Our keynote speaker, Dr Ronjon Nag, began the conversation by defining what artificial intelligence is and how it connects to learning. Since the bronze age, we’ve been living longer and longer. Technology has increased longevity and added an additional 30 years in our lives. In terms of age and ageing, our chronological age can’t be modified, but the questions lie with or biological age and whether there is a possibility to modify this. Biology and lifestyle affect ageing, but the proportion of this impact, whether it is 50-50 or 80-20, is important as well as our ability to modify this proportion.
Important questions that were addressed include:
- Can AI make you live longer with better, smart diets?
- Can AI help you exercise better?
- Can AI detect cancerous cells and destroy them?
- Can you upload your brain in a machine and live forever?

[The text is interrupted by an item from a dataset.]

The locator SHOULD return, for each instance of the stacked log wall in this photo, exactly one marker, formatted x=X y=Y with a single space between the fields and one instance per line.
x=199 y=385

- Can AI assist us as we get older?
- Can AI help us to live longer financially?
- What are the impacts of protein folding on ageing?
Ronjon concluded by sharing his recommendations to make the most out of artificial intelligence. He pointed out the importance of smarter buildings that contain smart sensors as well as enabling more preventative healthcare systems and fall technologies to be reimbursed. It is also important that ageing is classified as a disease so that root causes can be financed and further researched. More studies will allow clarity of what is causation, rather than a correlation.
Dr Susan Golden joined the discussion sharing her role in Stanford DCI’s dciX* and the programs she works on. dciX* provides a range of impact opportunities for Intergenerational Engagement, Special Interest Groups (SIGs) that provide deep dives into important issues and special workshops and pilot programs. The initiative that Susan leads is on innovations needed for longevity, with a focus on caregiving and supporting caregivers. The goal of the program is to educate students that longevity is a large market that needs innovations and solutions going forward. Workshops and discussions are also ongoing about renaming ageing, the portrayal of older people and tackling ageism in companies and marketing.